One function, also extrasensory in origin, is essential to guide interpretations: kundalini. It is it that can tell us that we are approaching the truth or that we are moving away from it in the course of an attempt at interpretation. Here again all kinds of esoteric discourses come to complicate things, bringing yet more counterproductive over-intellectualization. Kundalini develops spontaneously, as long as one adopts an inner position of accepting the truth whether it suits us or not…

A delicate point is also the relationship between the extrasensory and the spiritual, especially between the world of Archetypes and the images that our religions give us of the Divinity.
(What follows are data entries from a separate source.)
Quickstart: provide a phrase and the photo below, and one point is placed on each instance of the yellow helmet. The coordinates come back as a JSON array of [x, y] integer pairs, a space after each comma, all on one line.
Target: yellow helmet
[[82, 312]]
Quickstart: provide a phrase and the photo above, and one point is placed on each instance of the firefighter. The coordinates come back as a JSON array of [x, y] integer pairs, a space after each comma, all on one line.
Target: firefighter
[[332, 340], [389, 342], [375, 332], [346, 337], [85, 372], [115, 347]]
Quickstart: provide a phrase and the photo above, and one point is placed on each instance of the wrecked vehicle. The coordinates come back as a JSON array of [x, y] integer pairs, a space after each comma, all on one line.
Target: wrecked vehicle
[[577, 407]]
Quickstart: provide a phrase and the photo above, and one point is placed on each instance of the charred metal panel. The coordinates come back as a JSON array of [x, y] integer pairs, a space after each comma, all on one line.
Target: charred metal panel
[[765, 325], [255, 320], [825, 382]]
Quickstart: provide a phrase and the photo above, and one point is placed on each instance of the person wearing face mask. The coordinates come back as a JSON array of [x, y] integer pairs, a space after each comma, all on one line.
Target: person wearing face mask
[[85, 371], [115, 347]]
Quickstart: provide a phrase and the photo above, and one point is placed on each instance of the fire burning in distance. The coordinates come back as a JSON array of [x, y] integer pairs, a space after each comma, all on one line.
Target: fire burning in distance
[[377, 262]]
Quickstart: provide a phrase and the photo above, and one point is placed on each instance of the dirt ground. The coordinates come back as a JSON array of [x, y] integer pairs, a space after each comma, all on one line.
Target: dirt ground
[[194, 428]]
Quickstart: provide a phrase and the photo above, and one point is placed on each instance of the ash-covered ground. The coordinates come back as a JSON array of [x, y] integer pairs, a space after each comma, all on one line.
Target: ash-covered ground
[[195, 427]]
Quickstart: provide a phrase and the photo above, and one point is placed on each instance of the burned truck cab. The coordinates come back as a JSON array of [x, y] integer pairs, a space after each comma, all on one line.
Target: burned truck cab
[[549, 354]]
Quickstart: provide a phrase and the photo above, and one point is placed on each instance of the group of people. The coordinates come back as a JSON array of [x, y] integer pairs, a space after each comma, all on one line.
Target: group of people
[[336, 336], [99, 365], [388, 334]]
It is up to each of us to take the necessary step back, to replace religious iconography as well as materialist dogmatism with a spiritual openmindedness to a world banished from our culture for too long.

It seems that religions have emerged and become what they are precisely as a result of the loss of natural access to these higher values, as attempts to reconnect to them. Materialism and reductionism too, can be considered as reactionary formations against the loss of access to the transcendent, equivalent to religions. We believe in the metaphysical reality of an atomic particle, for example, forgetting that it is only a model of reasoning projected on sensory data that makes certain calculations possible, that nonetheless start breaking down as the so-called quantum properties show up. Religious creeds on the other hand, allow us to project an anthropomorphic image on the transcendent, giving the illusion of understanding by apposing onto it the rules and biases of our psychisms and inter-individual relationships.

Physical laws are a form of contract with matter, supposed to obey our representations, the same way prayers constitute contracts with the divinity, which we wish to bend to our whims. The materialist and religious position alike come the loss of the original contact with the transcendent dimension. They are both substitutes, their contractual aspect giving rise—unconsciously—to on oone hand the fear of being wrong or the unknown, and on the other, for doubt or the fear of hell to creep in our religions. On the contrary, the relationship to the extrasensory must exclude any contractual aspect. It must live in openness and absolute trust. Calculation and fear have no place in it, as a higher current of consciousness—the only source of true happiness—sweeps them away.